The development of a non-intrusive method to evaluate residual pipe section after plastic deformation of pipelines has been investigated by Saipem. Experimental and numerical activities have been carried out to support this effort, involving full-scale four-point bending tests and Finite Element Analysis (FEA) fully reproducing the experimental setup, including pipe sample geometry and actual material behavior. The occurrence of localized strain in the load application points, that would have impaired the later use of the pipes in the field verification trials of the new non-intrusive method, was avoided by means of a careful selection of the pipe geometry and material and of the experimental configuration. All tests were successfully performed, producing in all cases a pipe with the target level of deformation, and showing good agreement with the FEA model.
Working in deep/ultra-deep water and harsh environments requires advanced engineering and installation capabilities to meet the challenges of laying heavy pipes and long catenaries in harsh meteo-ocean conditions. Dedicated vessels and special purpose equipment are needed in order to make viable offshore operations in a safe and reliable way, safeguarding the lay vessel equipment and preventing accidental damage or flooding of the pipeline.
During laying operations from a pipe-laying vessel, the pipeline piggability shall be guaranteed until complete deployment onto the seabed. The currently mechanical methods used by offshore industry to perform buckle detection present some operative drawbacks, particularly the potential damage of the pipeline internal coating.

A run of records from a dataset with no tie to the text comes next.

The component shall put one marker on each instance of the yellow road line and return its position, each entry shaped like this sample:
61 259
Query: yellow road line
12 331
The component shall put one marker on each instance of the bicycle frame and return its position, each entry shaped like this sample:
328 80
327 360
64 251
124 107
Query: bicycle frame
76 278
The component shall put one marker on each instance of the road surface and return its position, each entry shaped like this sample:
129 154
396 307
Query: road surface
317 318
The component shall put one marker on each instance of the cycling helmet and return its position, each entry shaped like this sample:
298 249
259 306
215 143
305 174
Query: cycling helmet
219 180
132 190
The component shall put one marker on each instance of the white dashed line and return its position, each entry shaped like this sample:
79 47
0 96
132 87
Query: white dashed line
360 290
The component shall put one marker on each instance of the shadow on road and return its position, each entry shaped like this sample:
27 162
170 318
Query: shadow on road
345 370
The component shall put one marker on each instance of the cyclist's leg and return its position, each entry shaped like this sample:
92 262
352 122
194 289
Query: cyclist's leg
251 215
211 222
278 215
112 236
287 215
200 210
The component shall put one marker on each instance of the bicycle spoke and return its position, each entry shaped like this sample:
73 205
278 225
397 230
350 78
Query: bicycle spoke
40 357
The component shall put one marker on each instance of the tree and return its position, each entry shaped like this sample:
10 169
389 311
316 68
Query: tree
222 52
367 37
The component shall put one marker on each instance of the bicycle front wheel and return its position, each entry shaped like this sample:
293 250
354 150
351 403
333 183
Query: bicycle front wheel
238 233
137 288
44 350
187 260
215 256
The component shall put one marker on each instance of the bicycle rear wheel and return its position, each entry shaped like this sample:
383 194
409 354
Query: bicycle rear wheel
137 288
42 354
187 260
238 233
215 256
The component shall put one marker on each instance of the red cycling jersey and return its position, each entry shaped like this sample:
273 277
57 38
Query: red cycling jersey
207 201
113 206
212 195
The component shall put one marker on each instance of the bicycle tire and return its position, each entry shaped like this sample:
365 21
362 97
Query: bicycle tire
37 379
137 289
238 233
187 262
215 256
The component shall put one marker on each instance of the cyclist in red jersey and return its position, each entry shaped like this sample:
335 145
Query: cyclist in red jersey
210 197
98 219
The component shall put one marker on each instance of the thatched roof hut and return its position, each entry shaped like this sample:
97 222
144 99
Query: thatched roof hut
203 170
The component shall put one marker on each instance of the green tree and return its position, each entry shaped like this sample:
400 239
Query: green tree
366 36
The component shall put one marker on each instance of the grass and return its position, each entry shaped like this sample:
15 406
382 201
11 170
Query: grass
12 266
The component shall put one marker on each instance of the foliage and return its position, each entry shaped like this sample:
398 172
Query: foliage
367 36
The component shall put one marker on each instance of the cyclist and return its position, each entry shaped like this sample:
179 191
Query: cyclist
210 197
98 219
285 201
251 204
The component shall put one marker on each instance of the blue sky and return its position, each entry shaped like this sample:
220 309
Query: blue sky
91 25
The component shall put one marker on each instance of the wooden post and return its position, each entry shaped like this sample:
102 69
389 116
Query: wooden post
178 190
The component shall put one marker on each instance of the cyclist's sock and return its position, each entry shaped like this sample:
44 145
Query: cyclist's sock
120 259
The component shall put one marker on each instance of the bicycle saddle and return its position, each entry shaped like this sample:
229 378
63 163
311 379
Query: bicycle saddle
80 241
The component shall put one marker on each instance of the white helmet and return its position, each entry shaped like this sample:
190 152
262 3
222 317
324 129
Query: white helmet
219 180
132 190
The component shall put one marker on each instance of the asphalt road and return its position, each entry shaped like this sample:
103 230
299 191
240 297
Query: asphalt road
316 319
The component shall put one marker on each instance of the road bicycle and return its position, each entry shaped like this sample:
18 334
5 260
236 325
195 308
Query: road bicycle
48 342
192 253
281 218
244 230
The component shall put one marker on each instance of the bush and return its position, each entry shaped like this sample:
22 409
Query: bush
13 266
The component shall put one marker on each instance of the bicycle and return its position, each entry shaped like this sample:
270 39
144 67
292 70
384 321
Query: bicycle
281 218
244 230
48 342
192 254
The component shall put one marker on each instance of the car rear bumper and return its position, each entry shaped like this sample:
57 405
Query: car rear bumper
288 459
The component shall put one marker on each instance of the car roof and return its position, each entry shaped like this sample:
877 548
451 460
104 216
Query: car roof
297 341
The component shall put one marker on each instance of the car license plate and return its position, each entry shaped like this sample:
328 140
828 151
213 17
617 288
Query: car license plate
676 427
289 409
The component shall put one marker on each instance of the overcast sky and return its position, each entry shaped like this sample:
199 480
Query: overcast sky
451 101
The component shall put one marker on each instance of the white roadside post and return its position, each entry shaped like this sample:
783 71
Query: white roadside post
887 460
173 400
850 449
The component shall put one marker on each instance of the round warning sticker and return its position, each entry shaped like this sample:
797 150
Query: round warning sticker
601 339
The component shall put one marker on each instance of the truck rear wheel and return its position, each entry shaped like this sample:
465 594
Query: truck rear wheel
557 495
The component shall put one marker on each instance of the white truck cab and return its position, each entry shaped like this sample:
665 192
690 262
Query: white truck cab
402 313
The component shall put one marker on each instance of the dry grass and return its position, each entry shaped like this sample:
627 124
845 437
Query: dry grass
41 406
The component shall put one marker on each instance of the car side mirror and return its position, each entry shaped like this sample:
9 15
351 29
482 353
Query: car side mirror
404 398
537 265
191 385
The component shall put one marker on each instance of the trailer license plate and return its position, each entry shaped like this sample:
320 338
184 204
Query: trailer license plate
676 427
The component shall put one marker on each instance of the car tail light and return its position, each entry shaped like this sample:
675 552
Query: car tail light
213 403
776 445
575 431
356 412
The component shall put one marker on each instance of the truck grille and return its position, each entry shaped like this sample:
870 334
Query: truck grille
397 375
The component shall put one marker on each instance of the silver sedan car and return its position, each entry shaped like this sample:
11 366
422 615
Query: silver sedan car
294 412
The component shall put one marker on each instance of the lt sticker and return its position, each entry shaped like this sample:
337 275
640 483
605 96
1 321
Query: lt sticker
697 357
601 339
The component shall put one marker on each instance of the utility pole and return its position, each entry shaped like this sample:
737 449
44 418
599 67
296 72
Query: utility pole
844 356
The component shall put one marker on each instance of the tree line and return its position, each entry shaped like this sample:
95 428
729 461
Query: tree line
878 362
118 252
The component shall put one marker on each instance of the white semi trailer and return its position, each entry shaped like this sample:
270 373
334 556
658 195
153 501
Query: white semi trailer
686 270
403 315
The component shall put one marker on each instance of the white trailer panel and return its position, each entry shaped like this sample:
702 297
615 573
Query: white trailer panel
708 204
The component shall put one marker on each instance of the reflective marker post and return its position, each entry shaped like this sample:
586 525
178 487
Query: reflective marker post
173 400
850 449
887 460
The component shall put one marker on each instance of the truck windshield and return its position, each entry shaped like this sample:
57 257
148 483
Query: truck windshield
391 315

To overcome these issues, the possibility to develop a non-intrusive method to evaluate the residual pipe section after an incidental event causing a certain degree of deflection has been investigated by Saipem.
As a result, Saipem has developed a non-intrusive tool to monitor anomalies along the line, e.g. buckles, water intrusion and obstacles that may occur during pipelay operations. It can remotely investigate long stretches (up to some km) of the line, classifying and quantifying the measured anomalies.